I want your love. I’ll take your hate. It’s your indifference that’s fucked me up all these years…

you acting like I didn’t exist when you’ve been my whole fucking world.

Now I’m your world, and I have all the time I need to convince you to love me. And you know how that starts?”

I have no fucking clue.

“By showing you that you’re safe here. When I say there isn’t anything you can do that’ll make me stop loving you, I mean it.”

I’m not sure what he means by that, but before I can glare at him, hoping for an explanation, he surprises me by trading the foxglove for his quickly cooling—and possibly poisoned—mug of coffee.

“Bottom’s up,” he says, tilting the mug back and swallowing it in big gulps.

I watch, horrified, as his Adam’s apple bobs. That’s not just a tiny sip to catch my attention. Fuck, no. As if he needs to prove something, he downs the mug in five big swallows.

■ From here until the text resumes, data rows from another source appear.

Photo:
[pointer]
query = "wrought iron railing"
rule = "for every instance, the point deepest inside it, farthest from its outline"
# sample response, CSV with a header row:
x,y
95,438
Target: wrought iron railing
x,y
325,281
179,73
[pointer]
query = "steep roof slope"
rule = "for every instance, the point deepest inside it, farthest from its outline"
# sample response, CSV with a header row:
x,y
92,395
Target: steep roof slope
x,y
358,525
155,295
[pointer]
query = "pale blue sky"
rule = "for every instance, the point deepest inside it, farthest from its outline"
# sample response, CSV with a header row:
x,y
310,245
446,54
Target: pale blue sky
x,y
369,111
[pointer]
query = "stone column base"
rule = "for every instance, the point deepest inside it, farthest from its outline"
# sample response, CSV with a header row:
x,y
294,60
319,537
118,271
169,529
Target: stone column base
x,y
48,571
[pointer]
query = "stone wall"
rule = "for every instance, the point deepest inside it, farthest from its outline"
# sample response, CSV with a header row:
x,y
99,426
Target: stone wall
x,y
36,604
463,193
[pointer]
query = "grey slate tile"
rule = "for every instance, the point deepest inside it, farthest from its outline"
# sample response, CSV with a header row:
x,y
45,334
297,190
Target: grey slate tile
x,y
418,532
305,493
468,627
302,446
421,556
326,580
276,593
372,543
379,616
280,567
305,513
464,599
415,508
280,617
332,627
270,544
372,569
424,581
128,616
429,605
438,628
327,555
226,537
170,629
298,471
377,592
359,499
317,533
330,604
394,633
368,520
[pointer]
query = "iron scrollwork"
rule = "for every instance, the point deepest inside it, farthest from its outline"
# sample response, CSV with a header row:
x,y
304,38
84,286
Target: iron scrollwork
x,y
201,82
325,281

Connor sets the empty cup on the table, and when he sees my expression, his gentles.

"Whatever happens now? I promise you, Haven… to have you here with me? Where you belong? Fucking worth it."

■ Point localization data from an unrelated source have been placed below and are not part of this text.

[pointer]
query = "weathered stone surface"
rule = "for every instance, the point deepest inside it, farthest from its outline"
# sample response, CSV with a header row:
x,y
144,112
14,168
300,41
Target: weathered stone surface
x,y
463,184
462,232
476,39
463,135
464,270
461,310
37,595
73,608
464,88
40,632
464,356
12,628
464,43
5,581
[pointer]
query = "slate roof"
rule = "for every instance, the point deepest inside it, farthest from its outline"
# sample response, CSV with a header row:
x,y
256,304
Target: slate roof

He moves toward me, wiping his hands on his pants before reaching down again, taking one of my hands in his.

“I can’t let you go. Understand? Now that I have you, I’ll die without you.

You’re the only thing keeping me alive.” He strokes my cheek with the other hand, deranged affection twisting his features, promise in his deep blue eyes.

“And if you want to try to kill me, go ahead. Because I won’t let you leave me so long as I’m still alive. ”

He’s serious, too. It isn’t often that Connor Heyward doffs his teasing mask, showing the dark, dangerous side to him… but it’s here now, and all I can do is nod.

Because he means it. The only way I’ll be free of him is to truly kill him, and if the foxglove doesn’t do the job, I’ll have to come up with another plan. Not more poison. He’ll be expecting that now. But something else…

If I want to be free of him.

But considering the way my heart leapt into my throat to see Connor drink the coffee like that? I’m suddenly not so sure that I do.